These examples should not be considered by any means exhaustive, since searching for this sort of thing is extremely difficult.7 In particular, while I don’t know of any prior publications that include color indicators, this does not mean that they do not exist. If anyone reading this is aware of any such examples, or of other interesting figure caption indicators, please let me know.

Adoption of visual color indicators such as the ones presented here would be a significant accessibility improvement, but it would require buy-in from both publishers and authors. The chances of success are unclear but would certainly be improved with advocacy.

### Implementation

The $\LaTeX$ color annotation command was defined as

% Black square
\usepackage{amsmath}

% Define color
\usepackage{xcolor}
\definecolor{tab:blue}{RGB}{31, 119, 180}

% Color underlines with breaks for descenders, based on:
% https://tex.stackexchange.com/a/75406
% https://tex.stackexchange.com/a/24771
% https://tex.stackexchange.com/a/321235
\usepackage{soul}
\usepackage[outline]{contour}
\newcommand \colorindicator[2]{%
\begingroup%
\setul{0.25ex}{0.4ex}%
\contourlength{0.2ex}%
\setulcolor{#1}%
\ul{{\phantom{#2}}}\llap{\contour{white}{#2}} \textcolor{#1}{\tiny{$\blacksquare$}}%
\endgroup%
}


and used with \colorindicator{tab:blue}{blue}. For HTML, this CSS

.color-underline {
text-decoration-line: underline;
text-decoration-style: solid;
text-decoration-thickness: 0.2em;
text-decoration-skip-ink: auto;
}
.blue {
text-decoration-color: #1f77b4;
}
.blue-square::after {
content: "\202f\25a0";
position: relative;
display: inline-block;
color: #1f77b4;
}


was used with <span class="color-underline blue blue-square">blue</span> to produce blue. A production implementation would probably involve a symbol web font to improve and normalize the symbol appearance and possibly a better way to draw underlines.
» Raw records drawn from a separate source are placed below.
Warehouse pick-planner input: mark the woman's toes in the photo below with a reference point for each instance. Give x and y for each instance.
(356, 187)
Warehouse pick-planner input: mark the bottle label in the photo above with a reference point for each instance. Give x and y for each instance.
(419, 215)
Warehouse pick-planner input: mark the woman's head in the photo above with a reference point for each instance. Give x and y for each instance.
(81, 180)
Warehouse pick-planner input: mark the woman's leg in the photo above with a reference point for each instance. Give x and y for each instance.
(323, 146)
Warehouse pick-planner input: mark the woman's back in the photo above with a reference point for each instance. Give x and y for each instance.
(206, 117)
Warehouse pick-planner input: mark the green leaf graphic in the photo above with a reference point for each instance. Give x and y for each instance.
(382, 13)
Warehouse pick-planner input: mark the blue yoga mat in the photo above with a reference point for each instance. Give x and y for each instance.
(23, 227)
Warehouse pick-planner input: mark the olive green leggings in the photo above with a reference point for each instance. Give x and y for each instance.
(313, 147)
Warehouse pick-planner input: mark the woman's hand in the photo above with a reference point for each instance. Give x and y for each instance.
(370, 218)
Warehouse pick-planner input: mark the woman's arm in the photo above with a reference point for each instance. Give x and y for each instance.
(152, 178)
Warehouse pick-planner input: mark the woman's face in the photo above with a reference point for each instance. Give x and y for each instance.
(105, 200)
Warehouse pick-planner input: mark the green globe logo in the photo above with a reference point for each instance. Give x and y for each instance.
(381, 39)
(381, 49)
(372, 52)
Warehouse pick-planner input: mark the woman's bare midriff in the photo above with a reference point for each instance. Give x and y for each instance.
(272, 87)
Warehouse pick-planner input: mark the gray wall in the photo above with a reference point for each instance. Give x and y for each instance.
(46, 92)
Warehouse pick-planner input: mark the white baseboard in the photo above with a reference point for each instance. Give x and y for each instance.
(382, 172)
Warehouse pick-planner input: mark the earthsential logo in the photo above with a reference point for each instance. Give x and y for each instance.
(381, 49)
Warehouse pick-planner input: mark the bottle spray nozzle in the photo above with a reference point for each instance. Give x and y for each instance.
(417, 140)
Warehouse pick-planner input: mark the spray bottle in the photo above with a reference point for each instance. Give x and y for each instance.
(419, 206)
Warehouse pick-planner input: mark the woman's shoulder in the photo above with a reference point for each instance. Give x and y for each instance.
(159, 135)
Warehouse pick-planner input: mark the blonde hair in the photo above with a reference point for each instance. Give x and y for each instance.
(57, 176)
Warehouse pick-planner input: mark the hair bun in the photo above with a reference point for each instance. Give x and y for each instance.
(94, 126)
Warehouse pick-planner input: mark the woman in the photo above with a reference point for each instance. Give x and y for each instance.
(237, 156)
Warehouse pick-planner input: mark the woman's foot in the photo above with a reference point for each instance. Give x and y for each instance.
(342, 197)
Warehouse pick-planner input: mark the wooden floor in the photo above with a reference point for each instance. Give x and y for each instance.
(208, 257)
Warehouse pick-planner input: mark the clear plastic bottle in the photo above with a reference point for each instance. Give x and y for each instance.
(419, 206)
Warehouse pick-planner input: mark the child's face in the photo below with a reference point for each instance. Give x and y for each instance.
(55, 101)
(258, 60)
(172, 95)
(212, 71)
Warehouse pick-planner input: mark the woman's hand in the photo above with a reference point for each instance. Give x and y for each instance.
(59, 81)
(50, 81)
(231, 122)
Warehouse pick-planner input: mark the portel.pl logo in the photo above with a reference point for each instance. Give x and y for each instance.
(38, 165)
1. Cadot, O., Y. Couder, A. Daerr, S. Douady, and A. Tsinober. “Energy injection in closed turbulent flows: Stirring through boundary layers versus inertial stirring.” Physical Review E 56, no. 1 (1997): 427. doi:10.1103/PhysRevE.56.427

2. Haque, Khorshed Banu, and J. G. Valatin. “An investigation of the separation energies of lighter nuclei.” Nuclear Physics A 95, no. 1 (1967): 97-114. doi:10.1016/0375-9474(67)90154-6

3. Aydin, C. “The spectral variations of CU Virginis (HD 124224).” Memorie della Societa Astronomica Italiana 39 (1968): 721. bibcode:1968MmSAI..39..721A

4. Blosser, H. G., and T. H. Handley. “Survey of (p, n) reactions at 12 MeV.” Physical Review 100, no. 5 (1955): 1340. doi:10.1103/PhysRev.100.1340

5. Evans, D. S., G. V. Raynor, and R. T. Weiner. “The lattice spacings of thorium-lanthanum alloys.” Journal of Nuclear Materials 2, no. 2 (1960): 121-128. doi:10.1016/0022-3115(60)90039-8

6. Vernov, S. N., E. V. Gorchakov, Yu I. Logachev, V. E. Nesterov, N. F. Pisarenko, I. A. Savenko, A. E. Chudakov, and P. I. Shavrin. “Investigations of radiation during flights of satellites, space vehicles and rockets.” Journal of the Physical Society of Japan Supplement 17 (1962): 162. bibcode:1962JPSJS..17B.162V

7. I found most of the above examples by performing full-text searches in NASA ADS for terms such as “black diamond” or “filled square” and looking through hundreds of results to find the few instances that included both the search terms and the symbols.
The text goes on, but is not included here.